The American Immigration Council does not endorse or oppose candidates for elected office. We aim to provide analysis regarding the implications of the election on the U.S. immigration system.

Immigrants are often used as convenient scapegoats for those feeling the economic pinch of joblessness. However, for at least the last 15 years, immigrants have not been a source of significant job competition for the native-born in the United States. A recent paper on the relationship between immigration and employment confirms this, finding that immigrants “did not even move the needle” when it came to job losses since 1999.

The paper found that there were about 11.4 million fewer workers by 2016 in the workforce. Half of this decline in total employment was a result of older workers aging out of the workforce; the other half was primarily the result of competition with China (imports from which have resulted in the loss of millions of U.S. manufacturing jobs) and the expansion of automation (workers being replaced by machines).

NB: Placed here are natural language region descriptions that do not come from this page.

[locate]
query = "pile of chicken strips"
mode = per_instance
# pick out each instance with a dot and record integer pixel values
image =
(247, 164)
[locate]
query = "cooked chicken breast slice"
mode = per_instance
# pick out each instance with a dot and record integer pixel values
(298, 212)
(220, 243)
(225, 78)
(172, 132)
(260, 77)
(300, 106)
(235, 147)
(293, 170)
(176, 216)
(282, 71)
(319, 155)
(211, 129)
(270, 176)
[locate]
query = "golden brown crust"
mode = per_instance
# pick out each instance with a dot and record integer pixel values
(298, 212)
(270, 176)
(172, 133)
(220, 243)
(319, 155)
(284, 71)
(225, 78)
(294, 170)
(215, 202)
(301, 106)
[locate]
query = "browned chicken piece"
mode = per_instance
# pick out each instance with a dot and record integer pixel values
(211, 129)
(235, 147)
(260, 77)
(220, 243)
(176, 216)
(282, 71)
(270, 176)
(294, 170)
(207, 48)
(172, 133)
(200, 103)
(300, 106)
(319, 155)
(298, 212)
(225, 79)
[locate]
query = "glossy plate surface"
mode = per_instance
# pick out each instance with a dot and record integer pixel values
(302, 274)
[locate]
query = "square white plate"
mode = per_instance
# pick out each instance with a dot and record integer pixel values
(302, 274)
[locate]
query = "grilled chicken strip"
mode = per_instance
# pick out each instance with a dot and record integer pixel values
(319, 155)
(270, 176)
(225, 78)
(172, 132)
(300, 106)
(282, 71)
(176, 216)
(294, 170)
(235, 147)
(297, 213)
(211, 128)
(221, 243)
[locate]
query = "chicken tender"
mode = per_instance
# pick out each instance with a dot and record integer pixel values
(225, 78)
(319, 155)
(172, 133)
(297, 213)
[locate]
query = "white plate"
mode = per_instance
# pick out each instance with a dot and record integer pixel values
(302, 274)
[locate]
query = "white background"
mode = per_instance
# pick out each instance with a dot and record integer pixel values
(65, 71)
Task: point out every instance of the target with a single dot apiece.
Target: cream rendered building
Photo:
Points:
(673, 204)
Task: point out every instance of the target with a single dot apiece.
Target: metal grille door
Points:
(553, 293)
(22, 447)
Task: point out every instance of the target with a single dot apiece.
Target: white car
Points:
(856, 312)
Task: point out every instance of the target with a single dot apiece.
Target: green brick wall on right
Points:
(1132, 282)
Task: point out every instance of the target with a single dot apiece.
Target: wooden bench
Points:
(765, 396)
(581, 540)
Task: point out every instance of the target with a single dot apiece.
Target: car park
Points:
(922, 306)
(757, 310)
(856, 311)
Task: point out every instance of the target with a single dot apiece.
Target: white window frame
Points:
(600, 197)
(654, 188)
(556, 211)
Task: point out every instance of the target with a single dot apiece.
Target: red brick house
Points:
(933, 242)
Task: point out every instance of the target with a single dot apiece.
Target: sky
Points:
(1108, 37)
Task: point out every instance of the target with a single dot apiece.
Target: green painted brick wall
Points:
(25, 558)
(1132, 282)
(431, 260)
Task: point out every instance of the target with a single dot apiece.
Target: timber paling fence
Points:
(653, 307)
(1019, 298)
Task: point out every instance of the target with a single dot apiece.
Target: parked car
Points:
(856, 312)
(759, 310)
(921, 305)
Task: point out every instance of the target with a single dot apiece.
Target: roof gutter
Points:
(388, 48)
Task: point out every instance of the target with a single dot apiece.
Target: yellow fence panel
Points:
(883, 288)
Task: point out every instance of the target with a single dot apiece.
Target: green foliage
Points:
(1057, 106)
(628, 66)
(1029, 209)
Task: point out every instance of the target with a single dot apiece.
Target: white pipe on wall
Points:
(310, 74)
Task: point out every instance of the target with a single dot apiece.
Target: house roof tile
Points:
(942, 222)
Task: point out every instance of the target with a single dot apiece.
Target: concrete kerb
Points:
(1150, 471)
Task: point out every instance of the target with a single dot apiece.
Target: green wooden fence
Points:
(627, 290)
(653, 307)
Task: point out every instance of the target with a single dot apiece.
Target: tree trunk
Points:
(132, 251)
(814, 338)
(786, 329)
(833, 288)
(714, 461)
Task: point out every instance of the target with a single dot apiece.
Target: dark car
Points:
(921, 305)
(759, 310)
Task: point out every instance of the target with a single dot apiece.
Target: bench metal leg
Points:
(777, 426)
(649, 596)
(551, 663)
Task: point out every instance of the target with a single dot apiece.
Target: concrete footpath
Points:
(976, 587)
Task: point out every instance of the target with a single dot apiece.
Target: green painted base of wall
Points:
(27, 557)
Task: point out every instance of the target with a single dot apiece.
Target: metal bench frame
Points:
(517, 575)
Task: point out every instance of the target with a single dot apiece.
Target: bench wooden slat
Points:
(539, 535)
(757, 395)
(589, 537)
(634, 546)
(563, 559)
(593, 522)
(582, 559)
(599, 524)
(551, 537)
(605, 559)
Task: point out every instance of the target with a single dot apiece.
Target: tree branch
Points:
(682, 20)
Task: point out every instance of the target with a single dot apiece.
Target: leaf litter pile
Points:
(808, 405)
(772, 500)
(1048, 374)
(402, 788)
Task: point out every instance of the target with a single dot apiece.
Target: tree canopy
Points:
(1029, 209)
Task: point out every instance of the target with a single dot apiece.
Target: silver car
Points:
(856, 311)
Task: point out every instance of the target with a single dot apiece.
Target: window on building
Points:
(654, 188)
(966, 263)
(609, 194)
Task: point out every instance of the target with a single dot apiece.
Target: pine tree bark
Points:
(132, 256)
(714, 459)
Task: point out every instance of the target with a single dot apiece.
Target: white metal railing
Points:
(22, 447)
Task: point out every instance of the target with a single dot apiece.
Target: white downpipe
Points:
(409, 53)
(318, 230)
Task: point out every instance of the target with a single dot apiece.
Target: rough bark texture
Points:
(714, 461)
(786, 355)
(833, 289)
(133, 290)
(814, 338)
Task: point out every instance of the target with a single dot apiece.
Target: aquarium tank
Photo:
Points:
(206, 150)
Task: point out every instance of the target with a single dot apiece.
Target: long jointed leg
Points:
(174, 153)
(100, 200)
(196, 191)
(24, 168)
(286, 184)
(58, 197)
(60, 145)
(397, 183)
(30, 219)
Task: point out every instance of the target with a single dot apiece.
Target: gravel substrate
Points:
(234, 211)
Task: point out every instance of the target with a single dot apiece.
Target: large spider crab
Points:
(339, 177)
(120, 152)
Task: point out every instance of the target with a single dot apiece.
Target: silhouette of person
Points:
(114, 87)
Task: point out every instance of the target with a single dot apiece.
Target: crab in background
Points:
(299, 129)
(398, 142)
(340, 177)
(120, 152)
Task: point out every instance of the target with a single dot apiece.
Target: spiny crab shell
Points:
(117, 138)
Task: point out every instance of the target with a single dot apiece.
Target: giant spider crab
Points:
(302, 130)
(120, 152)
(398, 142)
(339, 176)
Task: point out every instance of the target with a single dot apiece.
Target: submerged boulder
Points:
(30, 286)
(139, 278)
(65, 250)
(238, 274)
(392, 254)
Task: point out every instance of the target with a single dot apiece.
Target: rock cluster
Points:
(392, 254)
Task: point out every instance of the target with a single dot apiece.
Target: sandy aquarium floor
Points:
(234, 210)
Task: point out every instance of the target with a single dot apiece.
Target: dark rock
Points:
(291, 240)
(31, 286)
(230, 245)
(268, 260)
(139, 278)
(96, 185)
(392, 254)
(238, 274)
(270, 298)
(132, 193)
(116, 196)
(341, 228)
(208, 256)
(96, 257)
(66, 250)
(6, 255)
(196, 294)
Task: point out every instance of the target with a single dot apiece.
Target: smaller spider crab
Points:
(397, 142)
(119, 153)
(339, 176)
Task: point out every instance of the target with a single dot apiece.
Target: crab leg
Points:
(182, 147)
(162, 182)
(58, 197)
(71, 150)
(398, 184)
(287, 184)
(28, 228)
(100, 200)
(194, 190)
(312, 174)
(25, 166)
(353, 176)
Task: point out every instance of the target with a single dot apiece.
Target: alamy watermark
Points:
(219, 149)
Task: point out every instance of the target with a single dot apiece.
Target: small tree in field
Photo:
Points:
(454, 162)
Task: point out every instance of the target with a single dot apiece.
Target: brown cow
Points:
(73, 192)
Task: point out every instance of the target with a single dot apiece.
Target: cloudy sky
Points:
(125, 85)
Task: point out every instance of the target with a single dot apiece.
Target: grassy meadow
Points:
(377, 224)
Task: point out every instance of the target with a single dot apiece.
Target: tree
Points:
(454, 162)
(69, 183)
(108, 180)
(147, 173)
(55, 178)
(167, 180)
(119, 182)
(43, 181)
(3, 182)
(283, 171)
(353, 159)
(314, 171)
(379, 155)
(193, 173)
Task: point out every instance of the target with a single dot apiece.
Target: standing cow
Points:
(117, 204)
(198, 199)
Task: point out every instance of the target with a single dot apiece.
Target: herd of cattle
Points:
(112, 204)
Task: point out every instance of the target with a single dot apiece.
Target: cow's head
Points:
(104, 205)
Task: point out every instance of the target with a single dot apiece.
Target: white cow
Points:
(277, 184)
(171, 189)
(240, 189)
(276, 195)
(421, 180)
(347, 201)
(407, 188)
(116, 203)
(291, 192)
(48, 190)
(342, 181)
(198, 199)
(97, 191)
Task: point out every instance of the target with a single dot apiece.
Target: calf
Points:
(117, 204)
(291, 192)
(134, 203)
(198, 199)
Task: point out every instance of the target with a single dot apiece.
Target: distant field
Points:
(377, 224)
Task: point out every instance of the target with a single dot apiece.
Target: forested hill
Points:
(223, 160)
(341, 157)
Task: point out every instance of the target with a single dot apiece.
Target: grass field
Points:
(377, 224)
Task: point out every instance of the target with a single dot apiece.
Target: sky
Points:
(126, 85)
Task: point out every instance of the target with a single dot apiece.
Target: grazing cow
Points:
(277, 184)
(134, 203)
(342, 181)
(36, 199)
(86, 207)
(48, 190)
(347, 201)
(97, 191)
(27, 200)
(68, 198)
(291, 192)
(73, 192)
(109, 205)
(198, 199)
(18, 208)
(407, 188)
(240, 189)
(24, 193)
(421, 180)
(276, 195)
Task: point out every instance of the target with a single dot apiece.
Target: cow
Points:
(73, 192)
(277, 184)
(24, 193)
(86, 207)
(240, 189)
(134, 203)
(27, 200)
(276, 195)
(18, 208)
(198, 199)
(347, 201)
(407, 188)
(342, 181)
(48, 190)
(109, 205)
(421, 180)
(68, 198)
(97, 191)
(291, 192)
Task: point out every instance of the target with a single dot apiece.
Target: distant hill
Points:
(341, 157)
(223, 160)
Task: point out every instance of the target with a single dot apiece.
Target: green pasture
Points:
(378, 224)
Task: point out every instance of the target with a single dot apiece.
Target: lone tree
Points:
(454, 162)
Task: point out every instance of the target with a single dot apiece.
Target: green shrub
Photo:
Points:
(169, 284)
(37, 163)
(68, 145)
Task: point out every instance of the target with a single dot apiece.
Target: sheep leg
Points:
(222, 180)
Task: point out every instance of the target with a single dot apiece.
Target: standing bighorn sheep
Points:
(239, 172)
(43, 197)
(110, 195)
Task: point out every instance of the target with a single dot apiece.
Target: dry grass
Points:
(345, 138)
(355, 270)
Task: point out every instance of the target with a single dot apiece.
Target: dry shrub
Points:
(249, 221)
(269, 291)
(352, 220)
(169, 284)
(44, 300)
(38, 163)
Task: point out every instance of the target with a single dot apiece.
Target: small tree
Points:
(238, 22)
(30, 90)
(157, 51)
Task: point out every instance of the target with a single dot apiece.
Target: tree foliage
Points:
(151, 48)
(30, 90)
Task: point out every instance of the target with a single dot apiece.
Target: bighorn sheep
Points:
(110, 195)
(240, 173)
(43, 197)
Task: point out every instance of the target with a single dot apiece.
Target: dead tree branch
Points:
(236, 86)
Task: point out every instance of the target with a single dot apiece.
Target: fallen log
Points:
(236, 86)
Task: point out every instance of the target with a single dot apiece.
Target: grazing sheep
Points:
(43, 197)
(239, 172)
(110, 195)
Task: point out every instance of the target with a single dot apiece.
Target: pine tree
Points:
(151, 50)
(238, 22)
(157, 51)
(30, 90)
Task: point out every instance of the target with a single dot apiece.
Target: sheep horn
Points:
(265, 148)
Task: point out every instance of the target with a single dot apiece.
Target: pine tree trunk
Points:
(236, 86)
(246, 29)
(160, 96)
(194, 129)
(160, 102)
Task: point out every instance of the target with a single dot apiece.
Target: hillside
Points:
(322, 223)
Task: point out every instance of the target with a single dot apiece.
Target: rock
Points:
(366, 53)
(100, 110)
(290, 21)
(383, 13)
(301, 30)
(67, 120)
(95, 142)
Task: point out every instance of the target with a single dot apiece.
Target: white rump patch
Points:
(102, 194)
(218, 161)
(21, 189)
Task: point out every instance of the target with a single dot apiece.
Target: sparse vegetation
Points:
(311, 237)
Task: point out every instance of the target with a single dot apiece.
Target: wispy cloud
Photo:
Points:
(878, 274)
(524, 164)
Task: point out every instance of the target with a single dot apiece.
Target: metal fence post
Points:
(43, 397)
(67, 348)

Despite what some would have you believe, the decline in native employment over the past 15 years was not the result of immigrants replacing native-born workers in the labor force. The authors emphasize that the notion of immigrants “stealing” jobs from native-born workers is inherently flawed. Immigrants and the native-born are not fighting over a fixed number of jobs in the U.S. economy, because the number is constantly changing.

In reality, immigrants and native-born workers tend to have distinct skill sets and live in different places, meaning they aren’t usually competing for the same jobs. Moreover, all workers are consumers, taxpayers, and—in many cases—entrepreneurs who create jobs rather than simply fill them.

For instance, the Center for American Entrepreneurship estimates that 43 percent of Fortune 500 companies were founded or co-founded by an immigrant or the child of an immigrant in 2017. Collectively, these companies “are headquartered in 33 of the 50 states, employ 12.8 million people worldwide, and accounted for $5.3 trillion in global revenue in 2016.”

But immigrant entrepreneurs do not only create jobs within the wealthiest companies. Census data from 2015 indicate that immigrants start small businesses and work for themselves. Immigrants accounted for 20.3 percent of all self-employed U.S. residents and generated $72.3 billion in business income. In 50 of the largest U.S. metropolitan areas in 2015, immigrants accounted for 21.9 percent of all business owners.

Anyone who believes that a job filled by an immigrant must be a job stolen from a native-born worker knows little about economics. We all fill jobs; and we all sustain the jobs of others. Trying to blame immigrant workers for the loss of jobs in an economy as large and complex as that of the United States is naive at best.